DeepSeek's new image recognition mode is currently undergoing limited grayscale testing, sparking considerable interest within the AI community. Even before DeepSeek's official announcement, technical enthusiasts and researchers have been actively uncovering details about the technology behind this "image recognition mode," leading to exciting discoveries.
A significant observation is that DeepSeek's image recognition mode appears to be an independent model, separate from DeepSeek V4 flash/pro. Furthermore, the "future outlook" mentioned in DeepSeek's V4 technical report seems to have been quietly integrated into the product much sooner than anticipated.
Having gained access to the grayscale test, I conducted immediate practical assessments. DeepSeek's image recognition mode offers a toggle for "deep thinking." In "non-thinking mode," this vision model demonstrates remarkably swift processing, delivering answers almost instantaneously with minimal wait time.
What then, are the differences in reasoning capabilities between the "thinking" and "non-thinking" modes?
Reasoning Capabilities Test
We first tackled a spatial reasoning puzzle: which shape needs to be added at the question mark to complete the left cube using the right-side shapes? In "non-thinking mode," DeepSeek quickly provided an answer, but it was incorrect.
Upon activating "deep thinking mode," DeepSeek successfully solved the puzzle, yielding the correct answer D. However, this process took over four minutes, highlighting the lengthy deliberation involved. Interestingly, the model seemed to have identified the correct answer midway through its reasoning, only to take a circuitous path to its final confirmation.
Next, we tested a "spot the difference" task. In "non-thinking mode," DeepSeek quickly identified seven differences. A closer inspection revealed numerous hallucinations, such as non-existent keys or empty plates.
Switching to "deep thinking mode," DeepSeek found 12 differences in just 16 seconds. Paradoxically, this attempt resulted in even more hallucinations, potentially due to the complexity of the image or the model's current limitations.
Practical Functionality Performance
While the reasoning aspects show room for improvement, how does DeepSeek's image recognition mode perform in practical applications?
We started with OCR (Optical Character Recognition). Feeding an image of DeepSeek V4's technical report abstract into the model, without "deep thinking" enabled, it rapidly recognized the text and even intelligently hyperlinked the open-source reference.
For pure text recognition, its performance was highly reliable. Further testing with tables showed DeepSeek handling them perfectly, outputting structured data neatly formatted in Markdown.
A particularly impressive new feature allows users to provide a webpage screenshot, and DeepSeek can reconstruct the corresponding HTML (achievable even in "non-thinking mode"). Even more remarkably, the buttons within the reconstructed HTML are functional; for example, they can automatically configure and navigate to API documentation links.

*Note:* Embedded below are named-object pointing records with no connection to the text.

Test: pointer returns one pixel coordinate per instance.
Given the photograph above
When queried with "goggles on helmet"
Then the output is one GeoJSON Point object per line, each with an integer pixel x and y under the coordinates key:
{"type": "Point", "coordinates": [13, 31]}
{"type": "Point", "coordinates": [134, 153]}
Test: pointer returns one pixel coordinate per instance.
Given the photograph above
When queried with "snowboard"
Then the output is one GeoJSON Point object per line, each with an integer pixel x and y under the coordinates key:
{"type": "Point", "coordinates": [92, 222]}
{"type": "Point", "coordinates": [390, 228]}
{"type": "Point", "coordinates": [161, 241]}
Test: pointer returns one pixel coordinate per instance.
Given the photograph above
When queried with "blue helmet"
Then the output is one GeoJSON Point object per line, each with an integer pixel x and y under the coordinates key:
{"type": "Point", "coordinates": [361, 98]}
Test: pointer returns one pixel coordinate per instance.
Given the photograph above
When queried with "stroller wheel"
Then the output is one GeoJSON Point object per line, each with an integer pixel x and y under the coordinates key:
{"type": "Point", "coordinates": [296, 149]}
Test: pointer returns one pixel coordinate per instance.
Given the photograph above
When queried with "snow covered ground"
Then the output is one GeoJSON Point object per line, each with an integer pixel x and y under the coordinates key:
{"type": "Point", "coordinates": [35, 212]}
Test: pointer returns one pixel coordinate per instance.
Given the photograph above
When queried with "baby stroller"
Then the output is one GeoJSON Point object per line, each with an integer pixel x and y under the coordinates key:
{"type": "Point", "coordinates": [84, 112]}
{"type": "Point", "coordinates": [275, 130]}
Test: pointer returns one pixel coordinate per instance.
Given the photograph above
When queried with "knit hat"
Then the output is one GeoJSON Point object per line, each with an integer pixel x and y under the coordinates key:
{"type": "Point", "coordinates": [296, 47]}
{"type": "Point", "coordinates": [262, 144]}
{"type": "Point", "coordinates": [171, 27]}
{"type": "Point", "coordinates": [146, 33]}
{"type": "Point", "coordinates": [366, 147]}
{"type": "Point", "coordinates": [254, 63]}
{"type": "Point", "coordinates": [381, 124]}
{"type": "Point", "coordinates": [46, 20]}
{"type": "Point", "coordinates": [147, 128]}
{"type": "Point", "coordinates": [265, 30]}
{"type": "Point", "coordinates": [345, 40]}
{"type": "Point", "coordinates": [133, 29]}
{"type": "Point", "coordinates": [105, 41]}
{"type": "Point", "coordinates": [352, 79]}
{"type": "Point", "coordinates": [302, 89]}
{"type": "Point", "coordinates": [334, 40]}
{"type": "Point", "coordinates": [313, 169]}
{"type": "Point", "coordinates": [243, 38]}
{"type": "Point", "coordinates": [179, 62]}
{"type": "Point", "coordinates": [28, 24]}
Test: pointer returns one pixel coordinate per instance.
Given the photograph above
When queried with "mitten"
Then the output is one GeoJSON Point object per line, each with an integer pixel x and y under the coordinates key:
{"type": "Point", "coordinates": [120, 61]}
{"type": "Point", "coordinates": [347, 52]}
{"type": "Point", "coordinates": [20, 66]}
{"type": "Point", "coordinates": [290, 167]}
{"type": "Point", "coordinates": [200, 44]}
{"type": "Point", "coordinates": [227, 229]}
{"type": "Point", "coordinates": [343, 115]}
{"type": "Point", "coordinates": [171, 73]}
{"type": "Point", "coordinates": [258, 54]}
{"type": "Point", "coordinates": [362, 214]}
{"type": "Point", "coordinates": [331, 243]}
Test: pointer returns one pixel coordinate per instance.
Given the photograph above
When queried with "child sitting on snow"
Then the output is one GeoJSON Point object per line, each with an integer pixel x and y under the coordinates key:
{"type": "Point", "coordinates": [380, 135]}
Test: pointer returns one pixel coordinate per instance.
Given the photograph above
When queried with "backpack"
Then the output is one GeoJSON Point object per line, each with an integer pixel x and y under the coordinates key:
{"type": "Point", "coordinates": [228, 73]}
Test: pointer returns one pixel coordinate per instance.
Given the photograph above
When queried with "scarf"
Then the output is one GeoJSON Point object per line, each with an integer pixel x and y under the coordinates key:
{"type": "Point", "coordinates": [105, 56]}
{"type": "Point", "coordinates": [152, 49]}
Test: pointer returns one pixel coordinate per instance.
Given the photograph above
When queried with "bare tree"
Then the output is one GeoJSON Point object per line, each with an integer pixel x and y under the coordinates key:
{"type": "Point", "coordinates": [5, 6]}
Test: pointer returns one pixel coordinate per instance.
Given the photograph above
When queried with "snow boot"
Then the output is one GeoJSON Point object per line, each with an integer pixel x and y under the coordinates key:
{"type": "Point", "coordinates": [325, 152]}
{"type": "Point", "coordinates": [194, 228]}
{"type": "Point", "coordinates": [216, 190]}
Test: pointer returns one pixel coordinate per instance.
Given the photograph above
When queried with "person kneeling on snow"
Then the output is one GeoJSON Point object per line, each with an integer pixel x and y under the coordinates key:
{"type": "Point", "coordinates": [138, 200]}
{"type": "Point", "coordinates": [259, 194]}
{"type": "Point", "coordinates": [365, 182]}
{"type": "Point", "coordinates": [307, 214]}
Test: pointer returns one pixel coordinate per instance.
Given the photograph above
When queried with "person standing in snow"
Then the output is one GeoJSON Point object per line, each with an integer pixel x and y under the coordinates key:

DeepSeek also successfully passed a "hidden image" test. However, it occasionally faltered in color blindness tests.
According to the image recognition mode itself, its knowledge cutoff aligns with DeepSeek V4 flash/pro, set to May 2025. Yet, a blogger discovered through its world knowledge that the vision model recognizes a specific individual, whom V4 flash/pro does not. Verification confirmed that V4 flash indeed lacked knowledge of this individual offline, while the image recognition mode could find information dated April 2026.
This strongly suggests that the visual model in the image recognition mode might be independently trained, and its knowledge base potentially more current than the V4 text-only versions.
Faster-Than-Expected Multimodal Progress
Currently, DeepSeek's image recognition mode is still in grayscale testing, with its rollout scope gradually expanding. Frankly, DeepSeek Vision has considerable room for refinement.
However, it's worth recalling DeepSeek's statement in its V4 technical report: "We are also working hard to integrate multimodal capabilities into our models." At the time, many viewed this as a lower-priority goal, acknowledging that prioritizing pure text capabilities with limited resources seemed sensible. Now, it appears DeepSeek's actions and progress in multimodal AI have far exceeded external expectations, remarkable in both speed and depth. This prompts speculation: is DeepSeek also accelerating its exploration of "other new dimensions of model sparsity beyond MoE and sparse attention architectures," as mentioned in its technical papers?